Todos tomaron asiento en los sofás del salón, mientras miraban las noticias. Misteriosamente, internet no funcionaba y los telediarios no volvieron a mencionar nada sobre las ratas, ni los desaparecidos tras el ataque. Dijeron que se había producido un fallo en el sistema de navegación y que pronto se arreglaría internet. Pero desde el ataque de las ratas, habían pasado ya cuatro días e internet continuaba sin funcionar.

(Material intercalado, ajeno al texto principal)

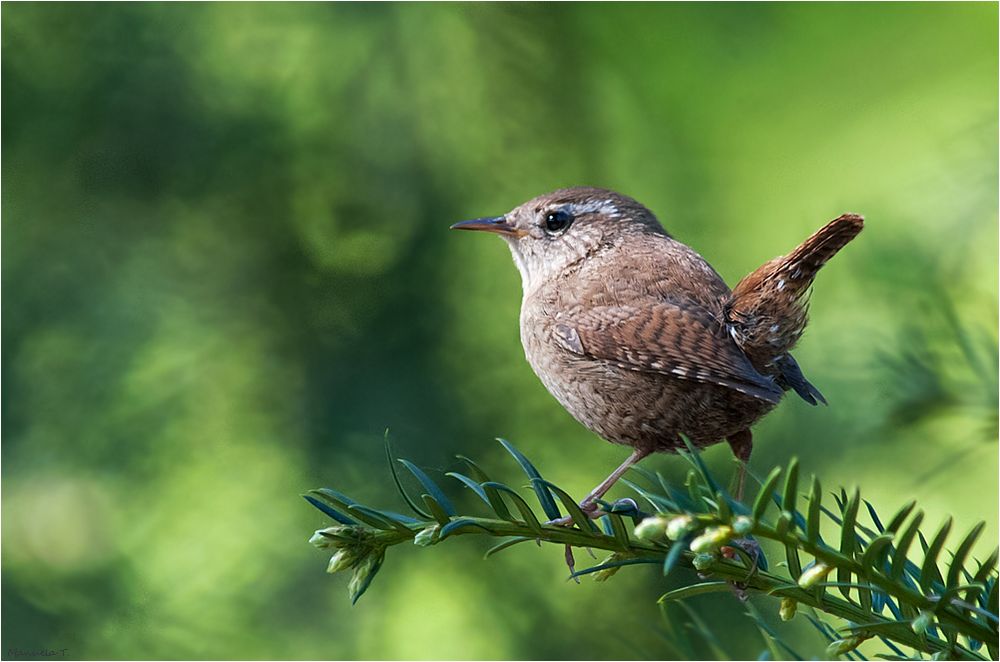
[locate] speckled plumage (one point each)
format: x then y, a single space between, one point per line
639 338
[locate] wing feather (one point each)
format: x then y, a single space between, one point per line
664 338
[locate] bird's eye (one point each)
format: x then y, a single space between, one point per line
558 220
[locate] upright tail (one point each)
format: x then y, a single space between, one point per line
767 311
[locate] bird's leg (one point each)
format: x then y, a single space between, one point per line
589 505
742 444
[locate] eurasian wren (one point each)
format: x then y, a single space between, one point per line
640 339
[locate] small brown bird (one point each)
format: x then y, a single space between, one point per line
640 339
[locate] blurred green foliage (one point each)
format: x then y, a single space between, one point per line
226 271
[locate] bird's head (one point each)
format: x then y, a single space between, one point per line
552 232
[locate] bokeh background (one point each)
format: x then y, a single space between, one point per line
226 271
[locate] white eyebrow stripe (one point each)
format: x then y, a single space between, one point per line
605 206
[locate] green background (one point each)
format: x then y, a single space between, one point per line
226 271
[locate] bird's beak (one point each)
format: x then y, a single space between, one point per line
496 224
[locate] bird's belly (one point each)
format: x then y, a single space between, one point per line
640 409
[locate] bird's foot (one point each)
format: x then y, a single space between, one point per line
751 552
589 509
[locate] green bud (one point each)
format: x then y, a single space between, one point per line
332 536
608 573
679 526
787 608
703 561
427 536
651 528
342 560
922 622
814 575
842 646
742 525
364 572
711 539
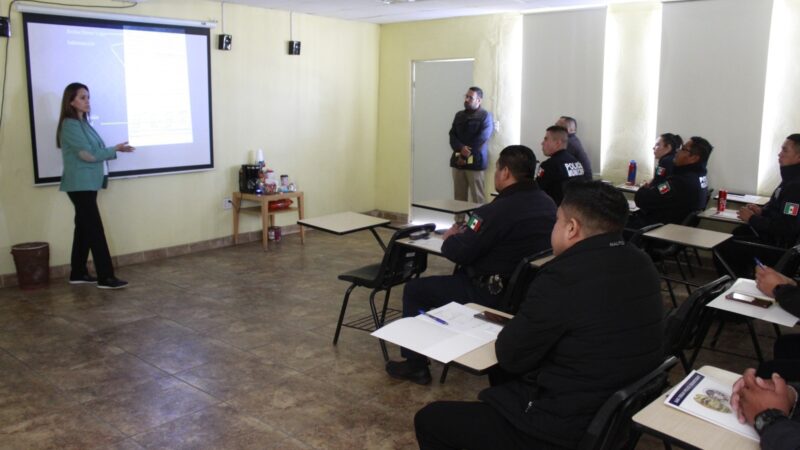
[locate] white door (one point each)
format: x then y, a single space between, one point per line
438 89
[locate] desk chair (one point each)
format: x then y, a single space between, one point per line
400 264
611 426
686 327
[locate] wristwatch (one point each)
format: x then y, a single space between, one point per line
767 417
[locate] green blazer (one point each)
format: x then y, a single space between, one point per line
84 154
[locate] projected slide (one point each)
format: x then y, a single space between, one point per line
149 85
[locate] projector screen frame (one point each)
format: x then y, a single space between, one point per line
199 161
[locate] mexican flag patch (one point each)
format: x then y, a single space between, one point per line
474 222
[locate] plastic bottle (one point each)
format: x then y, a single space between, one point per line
632 172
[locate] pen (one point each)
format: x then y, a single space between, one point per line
422 311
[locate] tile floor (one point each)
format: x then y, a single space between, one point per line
224 349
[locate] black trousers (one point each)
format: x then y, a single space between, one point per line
89 235
469 425
433 292
786 362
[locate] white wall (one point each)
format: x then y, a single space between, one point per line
713 74
562 75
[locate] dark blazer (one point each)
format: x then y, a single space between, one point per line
591 324
516 224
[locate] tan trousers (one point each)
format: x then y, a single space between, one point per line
468 182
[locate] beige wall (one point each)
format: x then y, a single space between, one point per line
314 115
495 42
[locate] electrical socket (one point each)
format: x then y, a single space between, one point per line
5 27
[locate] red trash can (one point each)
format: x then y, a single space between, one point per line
32 260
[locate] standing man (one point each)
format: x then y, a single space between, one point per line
591 324
469 137
560 167
516 224
574 145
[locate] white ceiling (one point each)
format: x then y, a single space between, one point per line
389 11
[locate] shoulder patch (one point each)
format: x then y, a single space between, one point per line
474 222
574 169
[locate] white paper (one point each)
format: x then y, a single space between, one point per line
444 343
708 399
774 313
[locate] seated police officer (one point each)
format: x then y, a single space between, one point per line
517 223
591 324
776 224
560 167
686 190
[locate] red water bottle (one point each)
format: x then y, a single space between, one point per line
722 200
631 173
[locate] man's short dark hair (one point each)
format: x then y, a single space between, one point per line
701 148
795 138
559 132
520 161
600 207
571 121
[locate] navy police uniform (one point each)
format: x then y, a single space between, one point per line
664 168
670 201
591 324
556 171
516 224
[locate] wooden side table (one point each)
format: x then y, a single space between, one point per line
267 216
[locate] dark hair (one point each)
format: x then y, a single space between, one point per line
571 121
795 138
558 131
600 207
701 148
520 161
675 141
67 111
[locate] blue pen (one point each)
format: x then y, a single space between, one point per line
422 311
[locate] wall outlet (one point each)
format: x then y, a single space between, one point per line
5 27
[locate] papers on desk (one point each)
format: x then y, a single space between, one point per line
710 400
774 313
444 343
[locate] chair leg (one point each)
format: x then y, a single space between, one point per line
444 373
341 314
378 324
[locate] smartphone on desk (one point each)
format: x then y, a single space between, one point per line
749 299
492 317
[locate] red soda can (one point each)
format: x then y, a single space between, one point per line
722 200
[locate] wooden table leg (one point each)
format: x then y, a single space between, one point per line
264 224
301 215
236 200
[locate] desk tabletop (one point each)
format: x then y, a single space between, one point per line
745 198
431 244
677 424
447 205
729 215
344 223
774 313
482 357
692 237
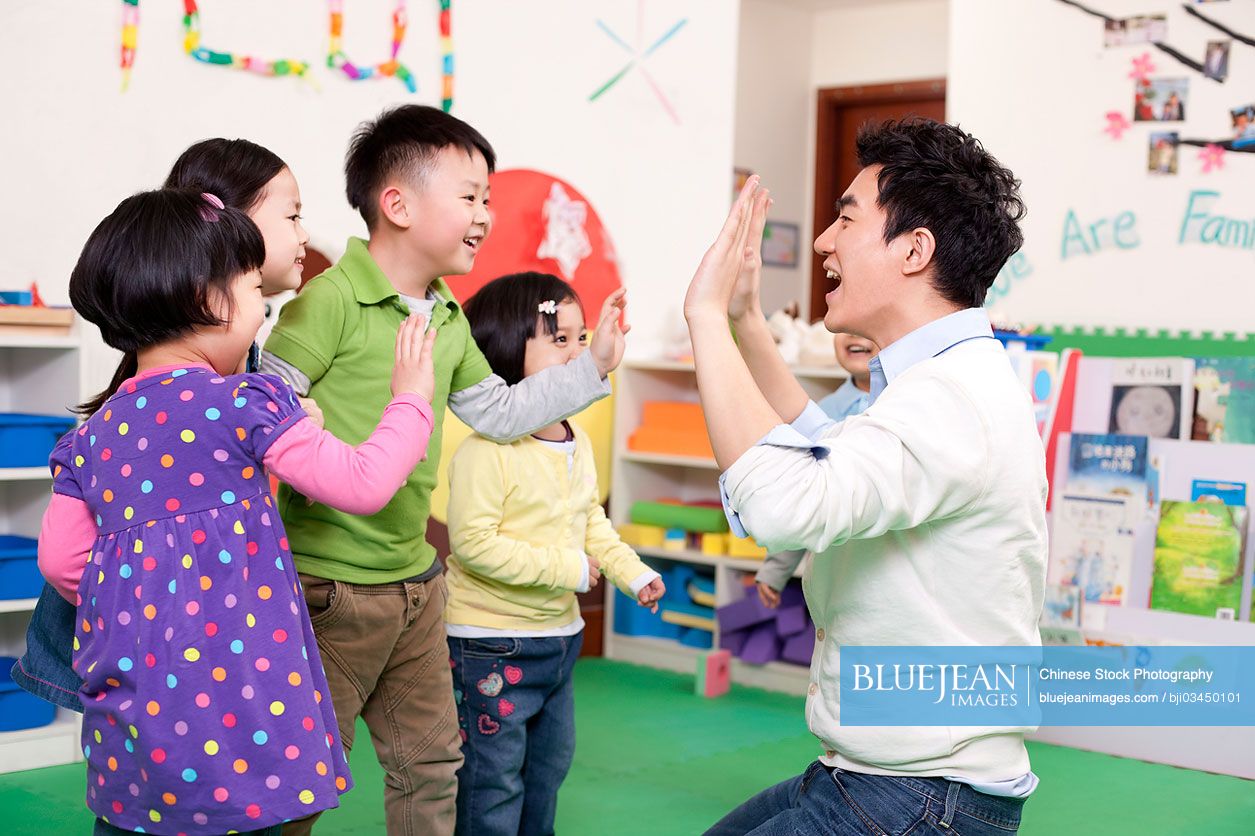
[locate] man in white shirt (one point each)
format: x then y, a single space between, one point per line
926 514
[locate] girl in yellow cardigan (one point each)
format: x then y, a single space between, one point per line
527 532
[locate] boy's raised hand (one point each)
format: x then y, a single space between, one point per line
313 411
650 594
608 340
715 279
749 280
414 372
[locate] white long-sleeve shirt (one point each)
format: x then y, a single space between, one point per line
926 516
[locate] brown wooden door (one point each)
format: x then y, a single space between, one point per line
842 111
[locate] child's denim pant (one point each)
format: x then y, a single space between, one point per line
45 669
823 800
516 713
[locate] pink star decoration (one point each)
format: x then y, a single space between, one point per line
1116 124
1211 157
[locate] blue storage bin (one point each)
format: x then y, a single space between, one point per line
19 573
18 708
26 441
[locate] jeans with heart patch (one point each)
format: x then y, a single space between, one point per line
516 713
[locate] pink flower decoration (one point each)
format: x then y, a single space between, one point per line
1142 68
1211 157
1116 124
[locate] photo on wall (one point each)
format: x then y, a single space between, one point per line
1243 118
1164 148
1142 29
1160 99
781 244
1215 63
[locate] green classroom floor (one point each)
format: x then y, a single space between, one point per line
653 758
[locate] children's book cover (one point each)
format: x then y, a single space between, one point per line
1225 392
1214 491
1199 552
1152 397
1092 547
1111 465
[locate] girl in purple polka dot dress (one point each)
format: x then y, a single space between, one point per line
206 709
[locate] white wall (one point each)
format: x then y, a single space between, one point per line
788 50
75 144
773 116
1033 82
877 42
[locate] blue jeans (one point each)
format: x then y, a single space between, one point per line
516 713
823 800
45 669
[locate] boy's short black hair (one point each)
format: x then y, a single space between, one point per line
503 316
403 139
936 176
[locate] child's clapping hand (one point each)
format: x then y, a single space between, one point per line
608 340
414 372
650 594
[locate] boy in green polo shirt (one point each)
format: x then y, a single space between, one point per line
373 585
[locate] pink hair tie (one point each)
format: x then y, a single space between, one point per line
208 214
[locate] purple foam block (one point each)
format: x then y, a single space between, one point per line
790 621
800 648
762 645
744 613
733 640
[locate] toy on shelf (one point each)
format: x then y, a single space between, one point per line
744 549
23 311
758 634
672 428
800 342
714 673
643 536
714 545
673 514
675 540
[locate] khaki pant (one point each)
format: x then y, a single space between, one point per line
387 659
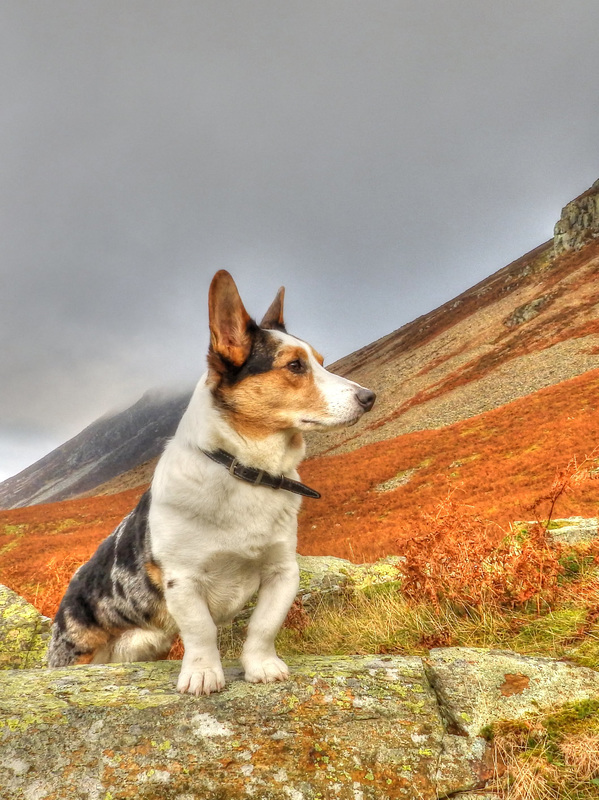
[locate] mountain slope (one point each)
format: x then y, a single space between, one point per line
530 325
108 447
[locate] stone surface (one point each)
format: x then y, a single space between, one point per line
478 687
572 530
24 632
358 727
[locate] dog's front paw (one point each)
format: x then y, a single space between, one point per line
200 681
266 670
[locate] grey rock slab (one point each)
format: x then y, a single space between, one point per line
339 728
478 687
24 632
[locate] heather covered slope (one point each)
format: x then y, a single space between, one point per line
530 325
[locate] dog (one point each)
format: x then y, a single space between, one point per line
219 522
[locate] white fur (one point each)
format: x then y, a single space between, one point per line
218 539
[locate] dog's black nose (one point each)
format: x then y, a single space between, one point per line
366 399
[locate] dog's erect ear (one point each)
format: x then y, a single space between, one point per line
273 319
230 324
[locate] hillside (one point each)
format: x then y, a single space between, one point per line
498 463
113 445
531 325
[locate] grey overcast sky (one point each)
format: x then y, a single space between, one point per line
376 157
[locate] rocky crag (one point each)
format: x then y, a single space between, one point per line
355 727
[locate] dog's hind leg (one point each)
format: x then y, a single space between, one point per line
72 644
138 644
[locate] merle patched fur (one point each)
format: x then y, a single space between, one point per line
111 593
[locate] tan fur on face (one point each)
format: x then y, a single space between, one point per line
265 403
87 639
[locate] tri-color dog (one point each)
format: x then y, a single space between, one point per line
220 520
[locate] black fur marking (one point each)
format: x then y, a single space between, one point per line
84 613
260 360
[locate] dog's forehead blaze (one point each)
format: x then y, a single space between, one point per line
294 352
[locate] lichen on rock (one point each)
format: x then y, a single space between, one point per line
24 633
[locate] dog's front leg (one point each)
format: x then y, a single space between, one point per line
201 669
277 592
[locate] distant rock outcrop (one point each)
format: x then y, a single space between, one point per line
579 223
360 726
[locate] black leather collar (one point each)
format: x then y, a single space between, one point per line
258 477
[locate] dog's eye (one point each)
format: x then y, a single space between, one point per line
296 366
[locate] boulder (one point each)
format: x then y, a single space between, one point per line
477 687
360 727
353 727
24 632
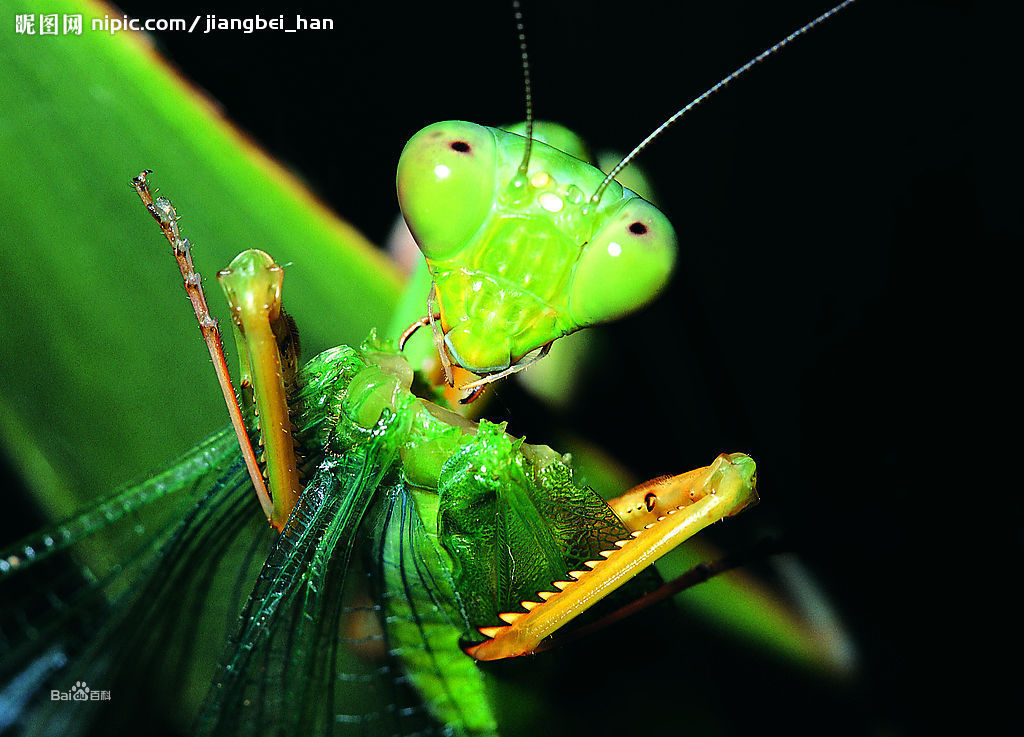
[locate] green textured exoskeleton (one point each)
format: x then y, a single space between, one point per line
403 542
522 257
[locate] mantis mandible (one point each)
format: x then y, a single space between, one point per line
484 366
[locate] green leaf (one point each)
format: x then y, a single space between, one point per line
103 373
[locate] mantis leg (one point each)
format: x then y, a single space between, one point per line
681 506
167 217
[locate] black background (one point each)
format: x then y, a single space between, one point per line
839 229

En la televisión todo eran noticias superficiales. No hablaban sobre otros países. Era algo extraño, pero lo hacían de forma tan sutil, que casi nadie se dio cuenta del cambio informativo que se había realizado en las cadenas de televisión. La mayoría de la gente estaba buscando a familiares desaparecidos o tratando de superar el miedo a salir a la calle para ir a trabajar. Algunos todavía pensaban que el fin del mundo estaba cerca y que las ratas solo era un aviso. En ciertos lugares se respiraba todavía un aire de tensión y paranoia colectiva, mientras que en la mayoría de los sitios la gente ya se había curado de las mordeduras y no le daban más importancia a lo ocurrido. Únicamente se preocupaban de recuperar los días atrasados en el trabajo y restablecer sus vidas. El mundo había vuelto a la normalidad. O eso quería hacer creer los medios de comunicación.

La familia terminó el desayuno y cada cual volvió a sus quehaceres. Saito e Ikari prepararon sus cosas para ir a practicar al dojo, mientras que Midori se iba a la universidad y Santsa se quedaba en casa para mantener el hogar limpio. Era una mujer tradicional en muchos aspectos, salvo en su pasión por los dulces europeos. Por lo demás era un ama de casa muy dedicada a su labor en sus funciones como mujer y madre de la familia.

Cuando todos se fueron y ella se quedó sola en casa, sintió que todo volvía a ser como antes y que nada podría separarla de su familia. Para ella, el ataque de las ratas ya estaba superado gracias al amor de su marido y de sus hijos.